Kursrutsch bei Credit Suisse
dz Zürich
– Die Credit Suisse gibt in der laufenden Kapitalerhöhung ein trauriges Bild ab. Dieses wird nicht nur am Verlauf des Aktienkurses deutlich, der seit der Ankündigung der Kapitalbeschaffungsmaßnahme Ende Oktober rund 40% verloren hat. Noch etwas schlimmer sieht es bei den Bezugsrechten aus, die seit Montag an der Schweizer Börse unter dem Symbol CSGN1 gehandelt werden. Der Wert dieser Anrechte hat sich in den vier zurückliegenden Handelstagen schon um mehr als 40% vermindert und zieht den Aktienkurs immer weiter in die Tiefe.
Alle bisherigen Credit-Suisse-Aktionäre haben im Vorfeld der Kapitalerhöhung von ihrer Bank ein Schreiben erhalten, in dem sie gefragt wurden, ob sie ihre Bezugsrechte ausüben oder lieber verkaufen möchten. Noch haben nicht alle Aktionäre geantwortet, denn der Handel mit den Bezugsrechten dauert bis zum 8. Dezember. Aber wie der stark negative Kursverlauf bei einem auffallend intensiven Handel der Anrechte suggeriert, haben schon sehr viele ihrer Bank den Auftrag „verkaufen“ erteilt.
Insgesamt sind 1,77 Milliarden solcher Bezugsrechte im Umlauf.
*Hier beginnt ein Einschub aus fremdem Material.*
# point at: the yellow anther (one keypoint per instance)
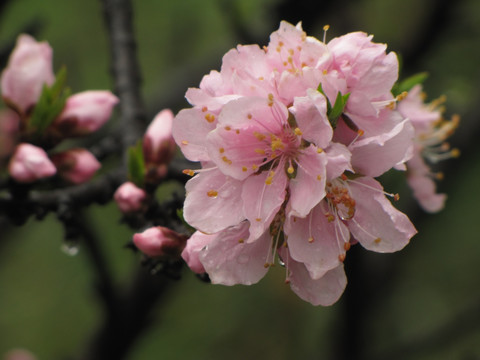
(212, 193)
(188, 172)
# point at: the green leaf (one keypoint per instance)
(50, 104)
(136, 164)
(408, 83)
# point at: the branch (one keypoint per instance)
(125, 68)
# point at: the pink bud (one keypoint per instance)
(76, 165)
(159, 145)
(129, 198)
(30, 163)
(160, 241)
(19, 354)
(192, 251)
(85, 112)
(28, 69)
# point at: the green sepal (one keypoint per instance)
(136, 164)
(182, 219)
(50, 104)
(408, 83)
(334, 112)
(338, 108)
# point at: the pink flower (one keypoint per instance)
(129, 198)
(85, 112)
(76, 165)
(158, 145)
(28, 69)
(30, 163)
(281, 176)
(431, 131)
(160, 241)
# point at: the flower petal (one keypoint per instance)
(230, 260)
(377, 225)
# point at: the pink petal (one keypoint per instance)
(190, 129)
(324, 291)
(86, 112)
(372, 156)
(307, 189)
(316, 242)
(29, 69)
(191, 253)
(261, 202)
(230, 260)
(377, 225)
(213, 202)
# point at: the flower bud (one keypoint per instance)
(28, 69)
(30, 163)
(158, 146)
(76, 165)
(160, 242)
(192, 250)
(129, 198)
(85, 112)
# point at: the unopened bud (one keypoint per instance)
(30, 163)
(129, 198)
(76, 165)
(28, 69)
(158, 146)
(160, 242)
(85, 113)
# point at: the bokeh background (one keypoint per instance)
(421, 303)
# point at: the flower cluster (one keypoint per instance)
(291, 137)
(41, 113)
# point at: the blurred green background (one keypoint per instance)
(421, 303)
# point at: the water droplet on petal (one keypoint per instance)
(243, 259)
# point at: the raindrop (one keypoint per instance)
(243, 259)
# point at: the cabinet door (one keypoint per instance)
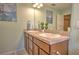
(35, 49)
(26, 41)
(43, 52)
(30, 45)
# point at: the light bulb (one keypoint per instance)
(41, 5)
(38, 6)
(34, 5)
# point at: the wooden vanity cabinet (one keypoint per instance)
(34, 46)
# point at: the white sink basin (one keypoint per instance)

Die Menge der Bezugsrechte ist identisch mit der Anzahl neuer Aktien, welche die Credit Suisse ihren bestehenden Aktionären zum Preis von 2,52 sfr pro Papier anbietet. Wer neue Credit-Suisse-Aktien zu diesem Preis kaufen möchte, benötigt die entsprechenden Bezugsrechte. Sieben solcher Anrechte geben Anspruch zum Bezug von zwei neuen Aktien.
Verlockung zum Verkauf
Als die Credit Suisse die Bedingungen der Kapitalerhöhung bekannt gegeben hatte, erschien dieser Bezugspreis von 2,52 sfr pro Titel noch sehr attraktiv. Der Aktienkurs bewegte sich zu jenem Zeitpunkt noch um die 4 sfr. Mit dem günstigen Bezugspreis dürfte die Credit-Suisse-Führung vor allem das Ziel verfolgt haben, möglichst viele Aktionäre zu einer Teilnahme an der Kapitalerhöhung zu bewegen. Die aktuelle Entwicklung lässt vermuten, dass die Bank dieses mutmaßliche Ziel zu verfehlen droht.
Heinz Zimmermann, Finanzprofessor an der Universität Basel, wäre davon nicht überrascht. „Viele Aktionäre könnten das Bezugsrecht als eine Art Dividende interpretieren, eine steuerfreie nota bene.“ Bezugsrechte waren 1985 Thema seiner Dissertation an der Universität Bern. Dabei hatte er festgestellt, dass ein solcher Verkaufsanreiz bei Kapitalerhöhungen tatsächlich besteht.
Im Fall der Credit Suisse dürfte die Verlockung zum Verkauf des Anrechtes besonders groß gewesen sein, denn der tiefe Emissionspreis der neuen Aktien führte zwangsläufig zu einem hohen Anfangswert des Bezugsrechtes. Denn ein Bezugsrecht soll die bestehenden Aktionäre vor einer Verwässerung ihrer Stimmrechts- und Gewinnanteile sowie ihrer Kapitalanteile schützen.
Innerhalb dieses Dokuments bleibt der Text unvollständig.